Cette économie spéculative de l’IA trouve son origine dans la stagnation générale du secteur manufacturier américain. Sans possibilités suffisantes d’investissement productif, les capitalistes sont obligés de parier sur la prochaine grande nouveauté. Il existe de nombreuses raisons à cette stagnation, notamment les taux d’intérêt élevés, les droits de douane qui augmentent les prix des matières premières et des machines, les déportations de travailleurs immigrés/migrants obligeant les lieux de travail à fermer leurs portes et des décennies de délocalisation de l’industrie manufacturière vers le monde néocolonial. Ces facteurs sont importants, mais il existe des raisons bien plus fondamentales et systémiques à la stagnation économique actuelle dans laquelle nous nous trouvons.
Le capitalisme est un système qui donne la priorité au profit par tous les moyens nécessaires. La classe capitaliste est obligée de s’engager dans ce processus circulaire ridicule de croissance, de spéculation et de crise. Parce que ces méga-riches visent uniquement à faire des choses dans un but lucratif, ils ne se soucient pas de savoir si tout cela est socialement utile ou non. En conséquence, ils surproduisent, inondant les marchés du monde entier de produits. Pour se faire concurrence, ils baissent les salaires, abaissent les conditions de travail et utilisent leurs relations avec le gouvernement pour obtenir des contrats lucratifs et exclure les autres. Mais finalement, les travailleurs n’ayant pas l’argent nécessaire pour payer les produits qu’ils créent, les élites dirigeantes ont de plus en plus recours à la spéculation dans de nouveaux domaines de l’économie, comme l’IA, pour augmenter leurs profits et éviter d’être mangées par la concurrence.
Il suffit que l’une de ces grandes entreprises criblées de dettes publie de mauvais résultats pour que tout le château de cartes s’effondre. Nous connaissons très bien cette histoire, de la crise financière asiatique des années 90 à l’éclatement de la bulle Internet du début des années 2000 et à l’effondrement financier de 2008. Dans chaque cas, les grandes entreprises ont été renflouées, ont mangé la concurrence et sont passées à la bulle spéculative suivante.

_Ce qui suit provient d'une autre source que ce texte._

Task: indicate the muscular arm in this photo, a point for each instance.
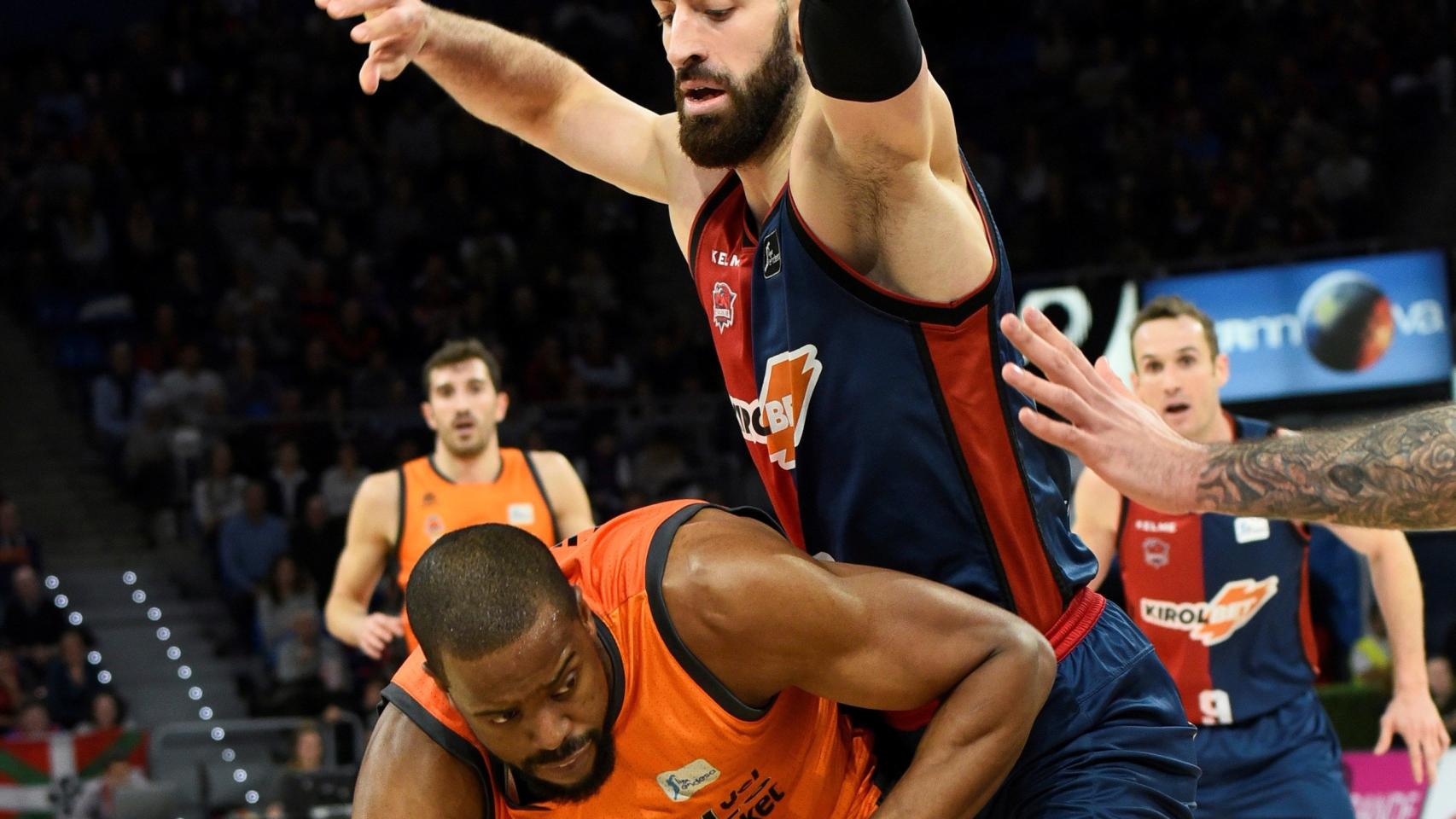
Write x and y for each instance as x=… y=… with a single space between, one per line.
x=567 y=495
x=521 y=86
x=1411 y=712
x=408 y=774
x=1396 y=473
x=1097 y=511
x=371 y=527
x=858 y=635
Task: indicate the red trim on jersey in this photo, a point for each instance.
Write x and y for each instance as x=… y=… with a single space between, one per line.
x=969 y=383
x=1177 y=575
x=1076 y=621
x=1307 y=620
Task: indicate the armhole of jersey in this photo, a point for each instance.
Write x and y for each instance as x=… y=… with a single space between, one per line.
x=655 y=566
x=1121 y=524
x=404 y=508
x=705 y=212
x=453 y=744
x=540 y=488
x=896 y=305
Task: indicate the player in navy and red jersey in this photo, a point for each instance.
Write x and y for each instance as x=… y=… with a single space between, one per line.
x=1226 y=602
x=853 y=313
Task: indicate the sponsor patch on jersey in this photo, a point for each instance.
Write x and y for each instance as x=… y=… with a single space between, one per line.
x=724 y=300
x=772 y=255
x=1214 y=621
x=1249 y=530
x=777 y=416
x=434 y=527
x=683 y=783
x=1156 y=552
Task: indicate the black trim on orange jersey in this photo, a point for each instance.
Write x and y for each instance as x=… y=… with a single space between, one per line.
x=456 y=745
x=1012 y=425
x=404 y=507
x=705 y=212
x=540 y=488
x=655 y=566
x=619 y=687
x=952 y=439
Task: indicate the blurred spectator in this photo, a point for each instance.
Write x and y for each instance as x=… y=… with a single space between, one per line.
x=188 y=383
x=287 y=594
x=70 y=682
x=249 y=542
x=218 y=493
x=317 y=544
x=307 y=750
x=288 y=483
x=342 y=480
x=16 y=687
x=18 y=547
x=98 y=798
x=270 y=253
x=251 y=392
x=1371 y=655
x=32 y=723
x=32 y=624
x=107 y=713
x=117 y=399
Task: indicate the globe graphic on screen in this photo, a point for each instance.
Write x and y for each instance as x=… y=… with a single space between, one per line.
x=1347 y=320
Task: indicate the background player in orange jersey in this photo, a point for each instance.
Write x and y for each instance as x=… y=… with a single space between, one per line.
x=469 y=479
x=686 y=660
x=1226 y=602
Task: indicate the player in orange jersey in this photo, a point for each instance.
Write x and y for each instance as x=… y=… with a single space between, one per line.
x=686 y=660
x=469 y=479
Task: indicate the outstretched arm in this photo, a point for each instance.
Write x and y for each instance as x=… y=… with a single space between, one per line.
x=859 y=636
x=1411 y=712
x=1398 y=473
x=517 y=84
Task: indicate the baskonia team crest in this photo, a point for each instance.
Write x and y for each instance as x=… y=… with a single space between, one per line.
x=724 y=299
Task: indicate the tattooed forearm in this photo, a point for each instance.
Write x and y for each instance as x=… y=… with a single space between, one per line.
x=1398 y=473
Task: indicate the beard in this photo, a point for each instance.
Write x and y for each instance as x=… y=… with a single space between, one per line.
x=581 y=790
x=757 y=111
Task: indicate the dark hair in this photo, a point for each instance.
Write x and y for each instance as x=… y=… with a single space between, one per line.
x=456 y=351
x=480 y=590
x=301 y=582
x=1174 y=307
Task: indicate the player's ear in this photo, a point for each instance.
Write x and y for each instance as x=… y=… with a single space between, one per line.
x=583 y=612
x=1220 y=369
x=437 y=677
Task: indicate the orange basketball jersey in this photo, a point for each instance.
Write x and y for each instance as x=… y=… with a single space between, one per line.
x=433 y=505
x=686 y=746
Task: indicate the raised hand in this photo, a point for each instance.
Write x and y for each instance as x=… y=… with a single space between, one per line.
x=393 y=29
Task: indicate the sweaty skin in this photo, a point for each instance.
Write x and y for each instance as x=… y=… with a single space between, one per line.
x=1396 y=473
x=847 y=633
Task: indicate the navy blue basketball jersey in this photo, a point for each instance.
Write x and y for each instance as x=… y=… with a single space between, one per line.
x=878 y=422
x=1225 y=601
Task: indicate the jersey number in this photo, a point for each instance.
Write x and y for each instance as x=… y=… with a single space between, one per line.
x=1216 y=707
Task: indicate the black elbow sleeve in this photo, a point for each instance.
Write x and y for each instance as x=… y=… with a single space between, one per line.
x=859 y=49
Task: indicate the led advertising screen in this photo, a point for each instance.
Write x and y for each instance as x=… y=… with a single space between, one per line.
x=1330 y=326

Combattez leur crise : construisons notre pouvoir
Une nouvelle crise tombera sans aucun doute sur les épaules de la classe ouvrière alors que les milliardaires tenteront de sauver leur peau. Nous sommes confrontés à un ennemi massif, avec des individus comme Elon Musk possédant des richesses et un pouvoir inhumains. Mais plus ils sont gros, plus ils peuvent tomber violemment.

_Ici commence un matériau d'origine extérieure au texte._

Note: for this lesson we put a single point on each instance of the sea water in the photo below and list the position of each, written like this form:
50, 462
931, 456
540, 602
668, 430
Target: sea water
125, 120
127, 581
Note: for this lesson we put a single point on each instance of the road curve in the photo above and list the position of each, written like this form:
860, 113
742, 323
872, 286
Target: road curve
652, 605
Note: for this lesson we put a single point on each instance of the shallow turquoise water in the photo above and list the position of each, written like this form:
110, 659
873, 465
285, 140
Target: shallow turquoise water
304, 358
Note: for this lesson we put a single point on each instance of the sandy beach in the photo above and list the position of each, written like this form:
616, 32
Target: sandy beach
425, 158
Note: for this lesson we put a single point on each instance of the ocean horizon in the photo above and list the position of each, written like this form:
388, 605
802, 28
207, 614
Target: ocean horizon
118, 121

Nous appelons à une transformation socialiste de la société – en plaçant les 500 plus grandes entreprises dans la propriété publique démocratique et en les dirigeant pour produire des choses répondant aux besoins et non au profit. Cela signifie mettre fin aux cadeaux du gouvernement aux milliardaires et plutôt utiliser la richesse de la société pour fournir une éducation gratuite de haute qualité, des soins de santé et une expansion des services sociaux.

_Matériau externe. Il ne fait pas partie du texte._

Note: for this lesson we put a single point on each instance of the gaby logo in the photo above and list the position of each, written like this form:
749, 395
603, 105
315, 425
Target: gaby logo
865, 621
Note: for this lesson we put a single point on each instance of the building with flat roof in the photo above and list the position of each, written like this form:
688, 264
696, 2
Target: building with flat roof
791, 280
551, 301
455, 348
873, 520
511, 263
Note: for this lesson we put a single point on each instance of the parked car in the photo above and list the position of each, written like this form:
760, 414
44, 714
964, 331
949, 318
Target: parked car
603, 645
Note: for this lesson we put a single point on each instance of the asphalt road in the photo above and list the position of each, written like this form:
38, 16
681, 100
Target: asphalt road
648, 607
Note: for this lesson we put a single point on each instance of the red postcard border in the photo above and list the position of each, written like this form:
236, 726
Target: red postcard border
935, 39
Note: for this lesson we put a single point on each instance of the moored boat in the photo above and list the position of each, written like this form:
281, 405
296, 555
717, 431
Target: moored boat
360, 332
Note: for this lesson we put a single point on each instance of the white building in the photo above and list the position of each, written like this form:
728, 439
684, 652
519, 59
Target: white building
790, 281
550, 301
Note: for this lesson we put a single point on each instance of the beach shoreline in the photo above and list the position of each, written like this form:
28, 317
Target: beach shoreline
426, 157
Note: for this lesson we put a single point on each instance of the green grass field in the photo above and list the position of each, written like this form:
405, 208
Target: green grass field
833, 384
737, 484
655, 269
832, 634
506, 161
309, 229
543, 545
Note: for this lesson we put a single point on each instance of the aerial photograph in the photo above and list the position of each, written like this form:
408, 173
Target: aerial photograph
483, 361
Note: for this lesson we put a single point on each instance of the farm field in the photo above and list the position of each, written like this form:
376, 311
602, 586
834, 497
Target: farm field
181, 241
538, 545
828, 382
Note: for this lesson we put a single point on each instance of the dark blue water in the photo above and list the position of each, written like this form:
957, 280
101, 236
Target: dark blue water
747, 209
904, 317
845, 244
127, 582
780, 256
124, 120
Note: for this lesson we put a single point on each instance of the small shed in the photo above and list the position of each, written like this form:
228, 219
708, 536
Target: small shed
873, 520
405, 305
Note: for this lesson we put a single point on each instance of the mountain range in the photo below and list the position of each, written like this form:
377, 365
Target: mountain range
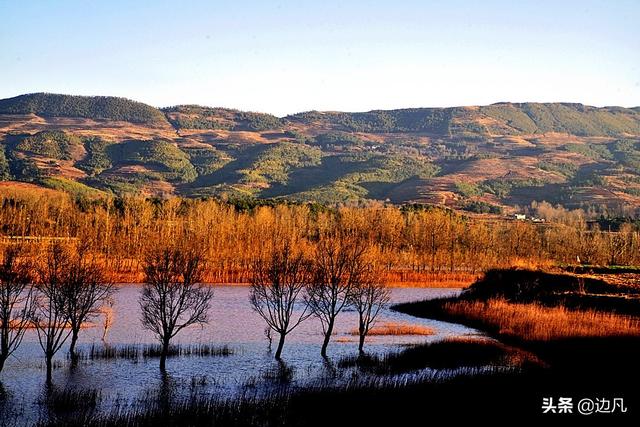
487, 159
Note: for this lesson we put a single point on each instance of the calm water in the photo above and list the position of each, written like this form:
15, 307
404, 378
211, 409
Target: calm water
232, 323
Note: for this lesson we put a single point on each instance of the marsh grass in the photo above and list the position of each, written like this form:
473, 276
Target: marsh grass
396, 328
151, 351
446, 354
535, 322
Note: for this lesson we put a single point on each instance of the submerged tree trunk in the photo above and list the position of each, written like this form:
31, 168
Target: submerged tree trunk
327, 338
280, 345
72, 346
49, 362
163, 354
362, 337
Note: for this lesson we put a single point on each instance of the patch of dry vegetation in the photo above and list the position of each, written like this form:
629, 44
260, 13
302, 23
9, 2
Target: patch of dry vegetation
535, 322
396, 328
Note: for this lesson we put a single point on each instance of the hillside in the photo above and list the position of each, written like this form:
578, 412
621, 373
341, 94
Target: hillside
480, 158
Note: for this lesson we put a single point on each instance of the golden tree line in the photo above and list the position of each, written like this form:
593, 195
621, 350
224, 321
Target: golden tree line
405, 245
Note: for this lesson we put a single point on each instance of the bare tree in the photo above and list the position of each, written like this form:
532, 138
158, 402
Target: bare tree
277, 283
16, 302
172, 297
50, 317
336, 267
368, 297
85, 291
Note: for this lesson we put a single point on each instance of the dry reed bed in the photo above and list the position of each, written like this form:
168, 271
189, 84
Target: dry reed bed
538, 323
395, 328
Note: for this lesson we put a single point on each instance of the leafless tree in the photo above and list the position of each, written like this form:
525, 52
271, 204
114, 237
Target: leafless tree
50, 317
172, 297
368, 297
85, 291
277, 284
16, 301
336, 267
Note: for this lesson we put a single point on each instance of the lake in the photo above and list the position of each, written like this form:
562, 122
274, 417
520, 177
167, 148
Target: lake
232, 323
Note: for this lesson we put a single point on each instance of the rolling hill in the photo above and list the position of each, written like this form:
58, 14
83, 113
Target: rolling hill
481, 158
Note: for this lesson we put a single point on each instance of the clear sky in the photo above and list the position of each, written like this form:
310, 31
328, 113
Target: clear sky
289, 56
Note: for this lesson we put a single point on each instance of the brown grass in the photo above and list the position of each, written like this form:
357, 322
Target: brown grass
393, 328
539, 323
413, 279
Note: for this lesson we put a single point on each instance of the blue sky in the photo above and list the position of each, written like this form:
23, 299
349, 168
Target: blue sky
288, 56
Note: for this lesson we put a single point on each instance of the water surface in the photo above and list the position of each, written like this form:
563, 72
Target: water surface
232, 323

Ce qu’il faut, c’est construire un mouvement ouvrier de masse composé d’étudiants, de syndicalistes, d’immigrés et de tous les travailleurs pour mener un assaut total contre le système capitaliste en utilisant des méthodes de lutte de la classe ouvrière comme les manifestations de masse et les grèves. Nous devons construire un parti politique de la classe ouvrière indépendant des démocrates et des républicains et lutter pour des revendications de grande envergure visant à défier le pouvoir de la classe capitaliste, de ses représentants politiques et de son système dans son ensemble.